Solitary pulmonary nodules in chest X-ray and CT: Risk factors in a clinical population

A solitary pulmonary nodule (SPN) detected on chest X-ray should be considered a potential alert to high-risk of developing lung cancer within five years, even in patients who are lifelong non-smokers, according to a study published online September 11, 2019 in PLoS One.

The study by Spanish researchers of 893 patients with a SPN revealed that the relative risk of lung cancer diagnosis was higher in women than men, and that factors associated with malignancy, such as COPD and a smoking history, were not significantly associated with lung cancer diagnosis or death.

The clinical population-based study looked at more than 25,000 patients who had a chest radiograph or chest computed tomography (CT) scan at the Peset Hospital in Valencia and San Juan Hospital in San Juan de Alicante during a two-year period starting in 2010. Ninety-one percent had a chest X-ray as their first imaging examination. None of the CT scans were performed for lung cancer screening. Over the next five years, 15% of patients with an SPN and 2% without developed lung cancer.

The authors sought to determine the factors associated with lung cancer diagnosis and mortality after an SPN is detected in routine clinical practice. Eight radiologists reviewed the 893 imaging cases in which an SPN between 3 and 30 mm had been detected. The radiologists recorded nodule size, shape, location, and nodule consistency for the 741 patients who underwent CT. The researchers also recorded smoking history, presence of chronic obstructive pulmonary disease (COPD), and prior malignancies for each patient.

Their analysis showed that women with an SPN had a lung cancer rate of 17.67 per 1,000 person-years, compared to 1.38 without an SPN; for men, the lung cancer rate was 32.35 and 6.22 per 1,000 person-years respectively.
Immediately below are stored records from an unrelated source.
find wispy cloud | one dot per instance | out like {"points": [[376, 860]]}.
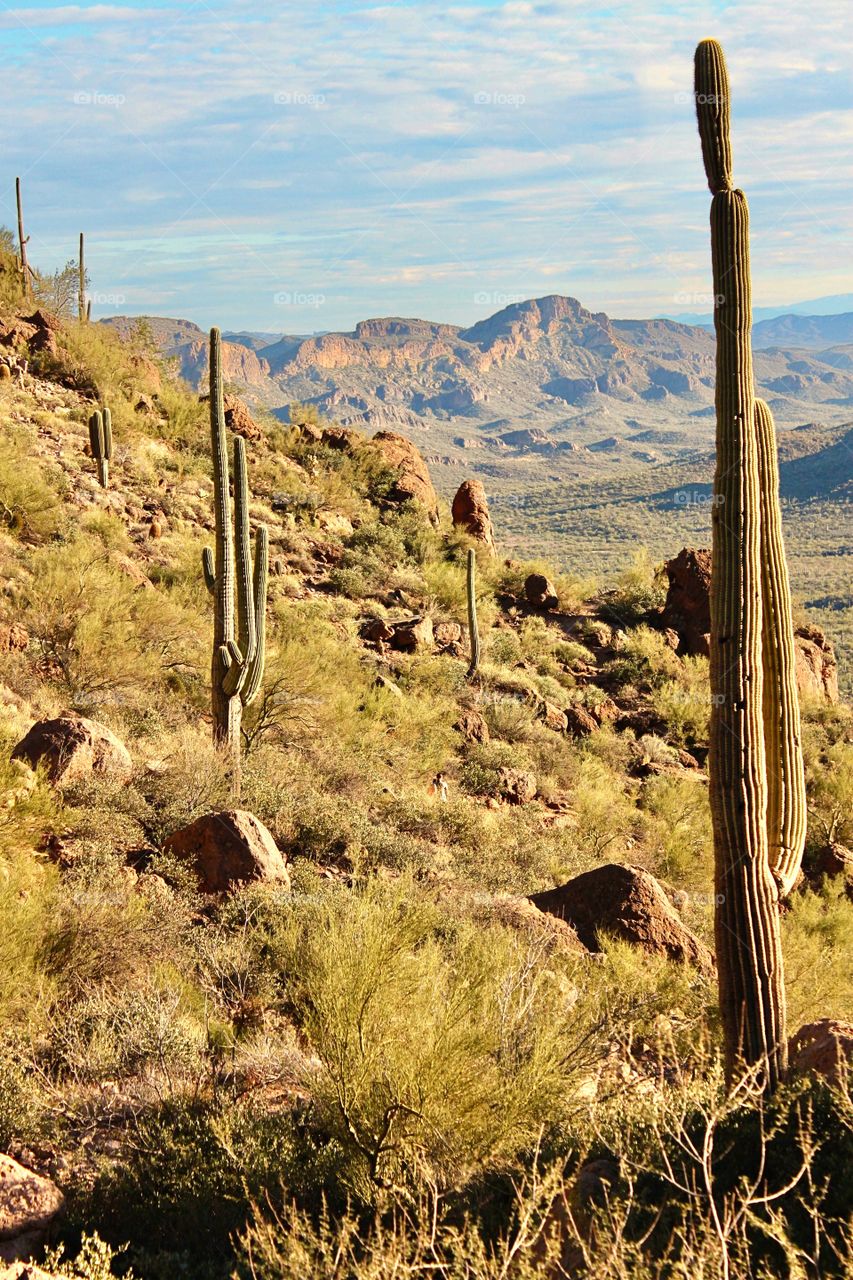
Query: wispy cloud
{"points": [[395, 156]]}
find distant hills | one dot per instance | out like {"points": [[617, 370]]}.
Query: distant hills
{"points": [[542, 376]]}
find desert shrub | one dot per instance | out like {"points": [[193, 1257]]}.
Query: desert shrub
{"points": [[103, 641], [438, 1055], [31, 492], [639, 590], [817, 941]]}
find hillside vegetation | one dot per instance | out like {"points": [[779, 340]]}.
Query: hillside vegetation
{"points": [[393, 1064]]}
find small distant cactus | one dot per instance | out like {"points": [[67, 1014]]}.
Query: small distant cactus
{"points": [[81, 284], [240, 639], [100, 438], [473, 627]]}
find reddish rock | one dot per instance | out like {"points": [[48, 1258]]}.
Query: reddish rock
{"points": [[13, 636], [447, 634], [473, 727], [73, 746], [816, 664], [238, 419], [688, 599], [579, 721], [518, 786], [626, 903], [539, 592], [411, 475], [228, 849], [824, 1047], [470, 512], [552, 717], [28, 1206], [375, 631], [414, 634]]}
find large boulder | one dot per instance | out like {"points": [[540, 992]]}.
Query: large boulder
{"points": [[688, 599], [825, 1047], [238, 419], [413, 635], [227, 849], [473, 727], [816, 664], [413, 481], [539, 592], [73, 746], [470, 512], [628, 903], [28, 1206], [518, 786]]}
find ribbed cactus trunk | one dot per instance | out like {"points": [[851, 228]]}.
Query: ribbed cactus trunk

The researchers found that lung cancer patients without an SPN had a lower mortality rate, while smoking history affected mortality in men but was not  significantly associated with mortality among women.
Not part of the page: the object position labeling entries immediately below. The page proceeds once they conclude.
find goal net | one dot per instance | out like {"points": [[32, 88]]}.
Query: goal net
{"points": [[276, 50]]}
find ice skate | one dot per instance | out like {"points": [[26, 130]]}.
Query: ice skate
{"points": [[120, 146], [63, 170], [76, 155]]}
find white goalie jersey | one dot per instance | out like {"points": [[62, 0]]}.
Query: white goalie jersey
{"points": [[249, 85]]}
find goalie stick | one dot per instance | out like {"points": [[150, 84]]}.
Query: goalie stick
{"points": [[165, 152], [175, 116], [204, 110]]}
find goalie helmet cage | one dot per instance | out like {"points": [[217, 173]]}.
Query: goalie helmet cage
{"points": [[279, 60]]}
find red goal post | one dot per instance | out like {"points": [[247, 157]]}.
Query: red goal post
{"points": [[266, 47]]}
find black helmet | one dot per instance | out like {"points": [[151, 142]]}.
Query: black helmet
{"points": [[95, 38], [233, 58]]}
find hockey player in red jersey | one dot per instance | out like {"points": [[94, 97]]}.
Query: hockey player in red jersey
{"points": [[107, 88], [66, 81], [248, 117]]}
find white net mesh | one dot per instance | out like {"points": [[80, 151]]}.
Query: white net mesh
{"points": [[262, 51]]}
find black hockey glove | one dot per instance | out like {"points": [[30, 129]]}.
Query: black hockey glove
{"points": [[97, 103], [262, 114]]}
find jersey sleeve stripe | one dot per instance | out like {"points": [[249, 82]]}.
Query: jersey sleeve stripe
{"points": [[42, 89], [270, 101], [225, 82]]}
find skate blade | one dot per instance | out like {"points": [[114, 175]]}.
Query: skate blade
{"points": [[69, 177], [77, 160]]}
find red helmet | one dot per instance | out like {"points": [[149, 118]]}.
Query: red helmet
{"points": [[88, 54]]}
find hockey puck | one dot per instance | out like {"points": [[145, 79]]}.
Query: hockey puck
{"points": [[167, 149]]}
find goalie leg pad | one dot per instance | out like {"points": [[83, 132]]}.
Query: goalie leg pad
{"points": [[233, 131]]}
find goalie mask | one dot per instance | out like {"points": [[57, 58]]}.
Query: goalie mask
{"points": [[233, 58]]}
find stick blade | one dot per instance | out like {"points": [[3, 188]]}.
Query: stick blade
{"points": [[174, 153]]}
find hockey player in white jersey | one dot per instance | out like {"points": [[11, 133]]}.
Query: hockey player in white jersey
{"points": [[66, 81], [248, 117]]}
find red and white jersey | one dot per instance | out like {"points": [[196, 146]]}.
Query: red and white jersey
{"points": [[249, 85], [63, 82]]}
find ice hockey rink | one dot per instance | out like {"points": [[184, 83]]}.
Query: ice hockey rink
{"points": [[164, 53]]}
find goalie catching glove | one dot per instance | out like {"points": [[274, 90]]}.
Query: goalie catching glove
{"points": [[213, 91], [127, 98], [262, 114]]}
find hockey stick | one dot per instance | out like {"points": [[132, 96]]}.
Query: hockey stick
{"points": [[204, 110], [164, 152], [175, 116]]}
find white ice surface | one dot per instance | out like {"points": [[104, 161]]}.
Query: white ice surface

Lung cancer risk, as expected, was higher in patients with an SPN and a history of smoking, COPD, and were older. Twice as many male smokers with an SPN were diagnosed with lung cancer than women (21% compared to 10%), but the percentage of women nonsmokers who developed lung cancer was dramatically higher than male nonsmokers: 13% compared to 2%. Also, while COPD and a smoking history were associated with significant lung cancer risk in men with an SPN, the same was not true for women.

Among patients whose SPN was detected on chest CT, cancer risk was higher in both men and women, but twice as many female nonsmokers than male developed lung cancer: 12% versus 6%.

With respect to imaging characteristics, as nodule size increased on chest X-ray, lung cancer risk also increased: 19% for nodules between 12 mm and 28 mm, and 46% for nodules over 28 mm. Sixty percent of women and 45% of men with an SPN that had a spiculated border developed lung cancer. Men with a nodule in the upper lobes had a higher lung cancer risk, but this was not true for women.

On CT, the median SPN diameter of patients who developed lung cancer was 17 mm compared to 9 mm among those who did not. Men who developed lung cancer had much larger median SPN diameters than women: 19 mm versus 13 mm. Forty-eight percent of all patients with an SPN with a speculated border also developed lung cancer.

“With these findings, all guidelines for SPN management should include factors associated with malignancy for men and women separately. Or, the sex of a patient needs to be included as a lung cancer predictor in models,” wrote the authors.

REFERENCE

  1. Chilet-Rosell E, Parker LA, Hernández-Aguado I, et al. The determinants of lung cancer after detecting a solitary pulmonary nodule are different in men and women, both both chest radiograph and CT. PLoS One. 14(9):e0221134. doi: 10.1371/journal.pone.0221134.